The ECA’s position towards these transactions was very argumentative. Indeed the ECL provides the ECA with the power to intervene in case of harmful effects attributed to anti-competitive practices as stipulated under Articles 6, 7 and 8 of the ECL but this is not the case in mergers and acquisition notifications.

After ECA’s decision, Glovo restarted providing its services in Egypt, a positive sign of the enforcement of ECA’s decisions, and also a positive impact on the market, giving the consumer freedom of choice of service providers. However, ECA’s intervention may have a negative effect from an economic perspective, since it may be seen as an obstacle challenging economies of scale as well as preventing a reduction in cost correlating with increasing scale.

Correlation between Competition, Trade and Investment

Generally, with the increase of globalisation and liberasation, developing countries are becoming increasingly aware of the need to adopt and enforce national competition laws. Article 2 of the Egyptian Investment Law no.72/2017 draws the link between competition and investment, stating that every investor has to respect freedom of competition and refrain from monopolistic practices.

The establishment of a strong competitive market would attract foreign direct investment (‘FDI’), since investors would be reassured that they would not encounter anti-competitive practices in the host country market. However, this should be balanced out with a proper enforcement regime that is efficient, transparent, and predictable.

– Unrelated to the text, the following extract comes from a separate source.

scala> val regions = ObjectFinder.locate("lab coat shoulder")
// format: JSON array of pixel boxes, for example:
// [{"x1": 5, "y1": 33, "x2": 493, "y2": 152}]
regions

Investors do not want to be held up by bureaucracy or arbitrary decisions. A fair and effectively enforced competition law is indispensable to developing countries seeking to attract FDI because it signals these countries’ willingness to eliminate exclusionary practices by domestic firms on the one hand, whilst allowing developing countries the opportunity to remedy the potential negative effects of FDI on consumers on the other hand.

Over the last five years, ECA’s decisions have been a real incarnation of the new economic strategy, aiming to refrain from any monopolistic positions whilst guaranteeing easy entry to the Egyptian Market, in order to ensure the economic development and support of small businesses. An important aspect of the enforcement of the new strategy is that while inspecting any market, ECA screens the whole supply chain. It is mandated to safeguard a climate in which competitors have equal opportunities to compete in all economic sectors. The execution of this mandate however, should be sensitive to business, in order to avoid any over-enforcement that may limit the growth of the market.